Menyikapi perubahan global yang begitu dahsyat, terjadi polarisasi di antara para penanggung jawab, pengelola, dan para peserta pendidikan tinggi (PT).
Di Indonesia, polarisasi terasa hangat, bahkan kadang terlihat panas dan bahkan ganas. Jika bukan di permukaan yang berfokus pada debat kebijakan, misalnya tentang kebijakan Kampus Merdeka, polarisasi itu lebih terasa di lapangan, diwarnai oleh keengganan, kecemasan, atau resistensi.
Bersyukur bahwa lebih banyak jumlah mereka yang tidak terlibat secara serius dalam perdebatan kebijakan maupun implementasi kebijakan tersebut.
Lebih bersyukur lagi karena banyak juga yang menerima dan menyambut antusias tuntutan transformasi pendidikan tinggi sebagai respons terhadap perubahan yang dahsyat tersebut. Mereka ini umumnya berusia dan berjiwa muda dan progresif, baik dengan peran struktural, maupun fungsional dosen. Sebuah indikasi positif.
Wujud perubahan global adalah revolusi teknologi dan intrusi digital. Selain berakibat pada masifikasi dan diversifikasi produk oleh dunia usaha dan dunia industri (DUDI), digitalisasi teknologi juga memungkinan privatisasi produk, termasuk dalam aspek sosial-humaniora.
Disrupsi jadi diksi magis yang jika dilihat secara negatif telah menghasilkan VUCA ( volatility, uncertainty, complexity, dan ambiguity).
Disrupsi jadi diksi magis yang jika dilihat secara negatif telah menghasilkan VUCA (volatility, uncertainty, complexity, dan ambiguity). Jika ditambahkah persoalan lain berupa degradasi lingkungan hidup (pemanasan global) dan pandemi Covid-19, maka telah terjadi kekalutan tingkat tinggi di berbagai kelompok masyarakat, termasuk PT.
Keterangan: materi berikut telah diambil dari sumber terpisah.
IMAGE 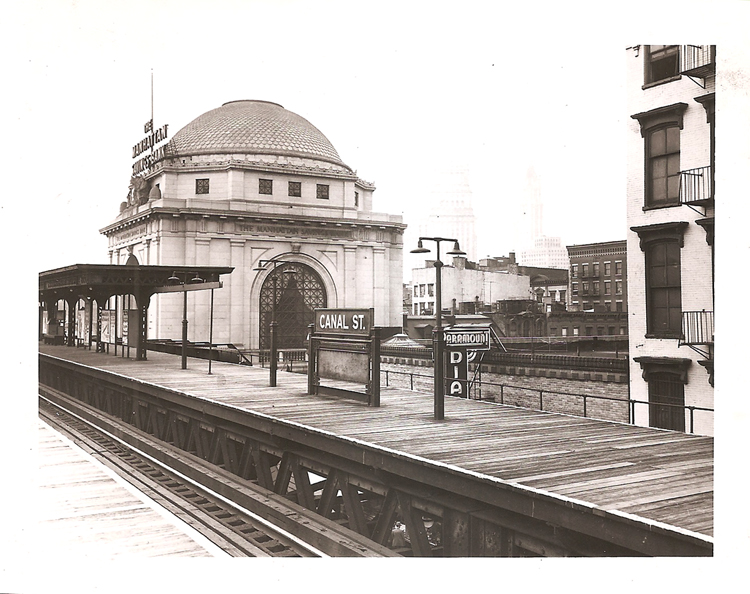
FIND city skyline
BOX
[10,2,656,270]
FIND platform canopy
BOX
[39,264,234,359]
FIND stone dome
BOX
[168,100,351,171]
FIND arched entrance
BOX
[259,262,327,349]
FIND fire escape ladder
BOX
[680,45,716,89]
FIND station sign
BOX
[315,309,374,336]
[445,325,490,351]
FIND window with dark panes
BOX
[646,126,680,206]
[646,45,680,84]
[646,241,682,337]
[648,373,685,431]
[258,179,273,194]
[195,179,208,194]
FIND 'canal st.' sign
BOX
[315,309,373,336]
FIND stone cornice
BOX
[159,159,366,183]
[630,221,688,251]
[633,357,692,384]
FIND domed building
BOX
[101,101,406,348]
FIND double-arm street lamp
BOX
[253,260,297,388]
[411,237,466,421]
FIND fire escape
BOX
[680,45,716,89]
[679,45,716,386]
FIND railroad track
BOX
[39,393,390,557]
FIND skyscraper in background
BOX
[516,165,568,269]
[419,167,477,260]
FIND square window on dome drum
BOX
[195,179,208,194]
[258,179,273,194]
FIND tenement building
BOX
[101,101,405,348]
[627,45,716,435]
[567,240,628,312]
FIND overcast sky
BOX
[9,0,748,270]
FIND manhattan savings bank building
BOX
[100,101,406,349]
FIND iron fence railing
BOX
[380,369,714,433]
[380,337,628,373]
[628,400,714,433]
[680,45,714,74]
[680,165,714,204]
[680,310,714,345]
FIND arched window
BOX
[259,262,327,349]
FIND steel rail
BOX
[39,395,328,557]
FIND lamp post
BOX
[411,237,466,421]
[253,260,296,388]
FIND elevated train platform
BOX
[37,420,228,561]
[39,344,714,557]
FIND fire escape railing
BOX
[680,165,714,205]
[680,45,716,81]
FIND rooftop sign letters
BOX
[315,309,373,336]
[133,120,169,175]
[445,326,490,351]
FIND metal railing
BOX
[380,369,714,433]
[679,309,714,345]
[680,45,714,76]
[680,165,714,204]
[628,400,714,433]
[380,336,628,373]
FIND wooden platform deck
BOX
[40,345,714,537]
[37,420,227,561]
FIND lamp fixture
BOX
[445,241,466,256]
[411,239,430,254]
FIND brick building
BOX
[627,45,721,435]
[567,240,628,311]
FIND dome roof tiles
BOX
[169,101,351,171]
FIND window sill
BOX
[642,202,681,212]
[641,74,682,91]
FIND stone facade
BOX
[101,101,405,348]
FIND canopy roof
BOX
[39,264,234,301]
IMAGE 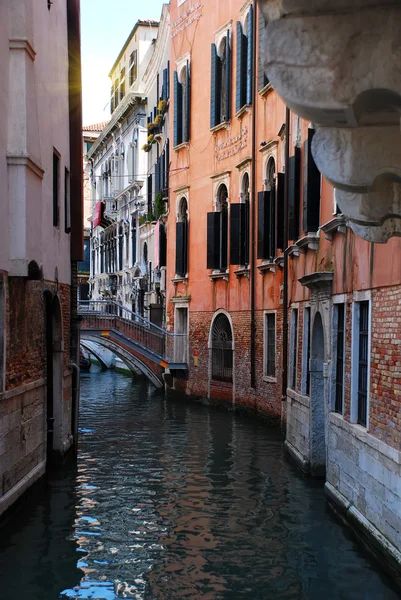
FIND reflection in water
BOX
[0,372,398,600]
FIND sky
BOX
[81,0,167,125]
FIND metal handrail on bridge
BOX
[78,300,188,367]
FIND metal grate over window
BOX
[358,301,369,427]
[212,314,233,381]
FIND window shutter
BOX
[258,10,269,92]
[288,147,301,241]
[274,173,284,254]
[159,223,167,267]
[162,69,168,100]
[303,129,321,233]
[235,21,244,112]
[230,204,239,265]
[257,192,270,258]
[241,202,250,265]
[210,44,221,129]
[207,212,221,269]
[225,30,231,121]
[174,71,182,146]
[184,61,191,142]
[246,4,253,104]
[175,221,186,276]
[148,175,153,213]
[219,210,228,271]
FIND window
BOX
[264,313,276,377]
[230,173,249,266]
[175,197,188,277]
[210,31,231,128]
[119,67,125,102]
[129,50,138,87]
[211,313,233,382]
[174,61,191,146]
[207,183,228,272]
[258,10,269,92]
[64,169,71,233]
[258,158,284,261]
[303,129,321,233]
[235,5,253,112]
[333,303,345,414]
[53,151,60,227]
[351,300,370,427]
[289,308,298,390]
[302,306,311,396]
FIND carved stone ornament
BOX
[259,0,401,242]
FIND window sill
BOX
[295,233,320,254]
[259,81,273,97]
[210,120,231,133]
[209,271,229,281]
[234,267,250,279]
[235,104,252,119]
[173,142,189,152]
[256,261,277,275]
[320,215,347,242]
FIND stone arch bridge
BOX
[79,300,188,387]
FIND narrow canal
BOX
[0,372,399,600]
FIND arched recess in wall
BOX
[175,196,189,277]
[209,312,234,383]
[44,290,63,462]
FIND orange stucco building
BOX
[167,0,401,562]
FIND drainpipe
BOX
[281,107,290,428]
[249,2,259,388]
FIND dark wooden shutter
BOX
[258,10,269,92]
[148,175,153,213]
[303,129,321,233]
[210,44,221,129]
[175,221,186,276]
[257,192,270,258]
[162,69,168,100]
[246,4,253,104]
[274,173,284,254]
[183,61,191,142]
[225,30,231,121]
[230,204,239,265]
[288,147,301,241]
[174,71,182,146]
[207,212,220,269]
[235,21,246,112]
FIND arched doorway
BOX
[310,312,326,476]
[45,290,63,461]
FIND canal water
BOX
[0,371,399,600]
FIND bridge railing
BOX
[78,300,188,363]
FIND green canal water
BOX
[0,372,399,600]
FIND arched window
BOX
[211,313,233,381]
[175,196,188,277]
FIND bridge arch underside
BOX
[81,331,163,388]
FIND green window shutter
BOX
[246,4,253,104]
[226,30,231,121]
[288,147,301,241]
[207,212,220,269]
[183,61,191,142]
[303,129,321,233]
[174,71,182,146]
[230,204,239,265]
[274,173,285,254]
[235,21,246,112]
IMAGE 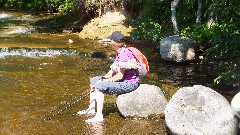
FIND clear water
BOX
[0,9,236,135]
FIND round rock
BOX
[164,85,238,135]
[116,84,167,118]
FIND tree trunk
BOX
[45,0,52,12]
[171,0,179,35]
[195,0,203,26]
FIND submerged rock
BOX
[160,36,196,62]
[116,84,167,118]
[164,85,238,135]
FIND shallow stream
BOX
[0,11,237,135]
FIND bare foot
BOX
[85,115,103,123]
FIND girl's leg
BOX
[86,90,104,122]
[77,85,96,115]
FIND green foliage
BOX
[181,25,213,48]
[214,64,240,84]
[131,19,162,41]
[181,23,240,84]
[5,0,47,10]
[207,24,240,58]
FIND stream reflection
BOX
[0,9,236,135]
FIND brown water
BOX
[0,9,236,135]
Untungnya, banyak juga yang melihat bahwa disrupsi menghadirkan peluang, menumbuhkan kreativitas dan inovasi, meningkatkan kegesitan, melahirkan pemenang-pemenang baru. Ini pertanda positif lainnya.
Menarik, dan sekaligus baik, bahwa semua penggiat pendidikan tinggi mengkhawatirkan bahaya disrupsi negatif itu dan sama-sama tak menghendakinya. Tentu semakin baik dan jauh lebih penting ketika para penanggung jawab dan pengelola PT melihat sisi positif yang diusung oleh disrupsi tersebut. Ini menjadi titik tolak melihat pendidikan dan PT di Indonesia secara positif dan optimistis.
Baca juga : Perguruan Tinggi Biang
Kampus ”tidak merdeka”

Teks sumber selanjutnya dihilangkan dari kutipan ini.